Norval Morrisseau, also called Copper Thunderbird, rose to fame in the 1960s as the originator of the Woodland School. This unique style is now simply called Anishnaabe painting, a term that refers to the artist’s heritage and the archetypal status of his work.
This exhibition features 60 vibrant works, from evocations of ancient symbolic etchings on sacred birchbark scrolls and pictographic renderings of spiritual creatures, to more recent works that are celebrations of pure colour. Morrisseau reveals something of the soul of humanity through colour and his unique “X-ray” style of imaging: Sinewy black “spirit” lines emanate, surround, and link animal and human figures, and skeletal elements and internal organs are visible within their brightly coloured segments.
“Norval Morrisseau is one of a very few artists in the world who can claim to be the creator of a completely new art movement, and the National Gallery of Canada is privileged to be able to present this retrospective,” says Pierre Théberge, Director of the Gallery. “We are extremely grateful to the many public and private lenders from across the country who made this exhibition possible through the loan of their work.”
Norval Morrisseau - Shaman Artist is organized by the National Gallery of Canada, curated by Greg Hill, assistant curator of Contemporary Art, and supported by the Founding Partners’ Circle Endowment Fund of the National Gallery of Canada Foundation. The Founding Partners are the patrons who contributed to the creation of the National Gallery of Canada Foundation in 1997 and provided the Foundation with its first endowment fund.

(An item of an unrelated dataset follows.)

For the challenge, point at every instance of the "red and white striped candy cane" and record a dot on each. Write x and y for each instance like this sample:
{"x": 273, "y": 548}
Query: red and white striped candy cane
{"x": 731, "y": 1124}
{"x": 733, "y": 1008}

“As a Founding Partner, Bell Canada is delighted that the Endowment Fund continues to support vital projects such as this important exhibition,” says Mirko Bibic, Bell Canada’s Chief, Regulatory Affairs, and member of the Foundation’s Board of Directors. "On behalf of the Foundation, I would like to extend our heartfelt thanks to the Founding Partners’ Circle patrons for their inspired vision and support of Norval Morrisseau - Shaman Artist.”

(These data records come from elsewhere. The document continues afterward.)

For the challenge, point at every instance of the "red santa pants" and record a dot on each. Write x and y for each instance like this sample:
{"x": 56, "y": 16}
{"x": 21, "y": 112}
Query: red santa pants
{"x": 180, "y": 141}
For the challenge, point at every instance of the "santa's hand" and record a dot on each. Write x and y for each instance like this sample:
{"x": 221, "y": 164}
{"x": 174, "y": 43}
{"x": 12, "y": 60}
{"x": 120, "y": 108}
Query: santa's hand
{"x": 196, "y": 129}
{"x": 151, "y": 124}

Norval Morrisseau, a Member of the Order of Canada, was born in 1932 and raised on the Sand Point Reserve near Lake Nipigon in Northern Ontario. He was acknowledged as Grand Shaman of the Ojibwa in 1986 and, in 1995, the Assembly of First Nations bestowed on him their highest honour, the presentation of an eagle feather. In 1989, Morrisseau, whom the French press dubbed “Picasso of the North,” was the only Canadian artist invited to exhibit at the Centre Georges Pompidou in Paris as part of the French Revolution Bicentennial celebrations.

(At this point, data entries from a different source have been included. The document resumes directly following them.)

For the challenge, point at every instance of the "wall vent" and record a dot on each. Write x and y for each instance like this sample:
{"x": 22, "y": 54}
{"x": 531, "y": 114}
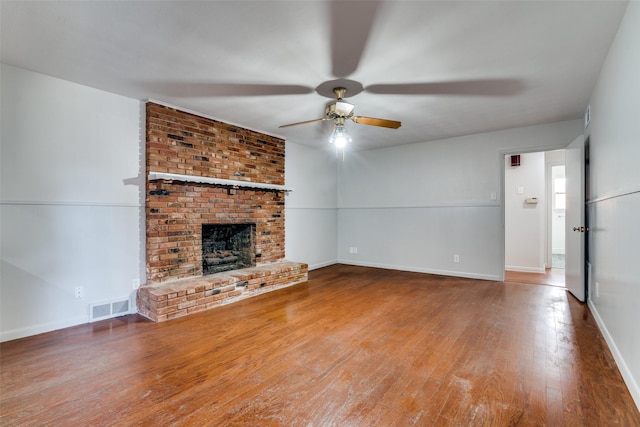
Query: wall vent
{"x": 108, "y": 309}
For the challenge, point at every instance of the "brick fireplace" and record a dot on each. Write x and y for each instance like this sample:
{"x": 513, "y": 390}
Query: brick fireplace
{"x": 182, "y": 213}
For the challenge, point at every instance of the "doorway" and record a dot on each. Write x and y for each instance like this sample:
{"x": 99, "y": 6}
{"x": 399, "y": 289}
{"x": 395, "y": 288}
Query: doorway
{"x": 534, "y": 197}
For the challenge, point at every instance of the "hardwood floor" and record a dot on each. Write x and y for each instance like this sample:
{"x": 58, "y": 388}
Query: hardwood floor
{"x": 551, "y": 276}
{"x": 354, "y": 346}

In a ceremony during the exhibition’s official opening at the National Gallery tomorrow evening, Morrisseau will become one of the first artists inducted into to the RSC: The Academies of Arts, Humanities and Sciences of Canada. The RSC (Royal Society of Canada), consists of 1,800 distinguished Canadians selected by their peers for their outstanding contributions to the arts, natural and social sciences and the humanities.
A fully illustrated catalogue, a bilingual Bell audioguide, and a series of lectures and family activities complement this exhibition. After its presentation in Ottawa, Norval Morrisseau - Shaman Artist will travel to the Thunder Bay Art Gallery (3 June - 4 September 2006), the McMichael Canadian Art Collection in Kleinburg, Ont. (30 September 2006 - 14 January 2007), and the National Museum of the American Indian in New York City (6 October 2007 - 6 January 2008).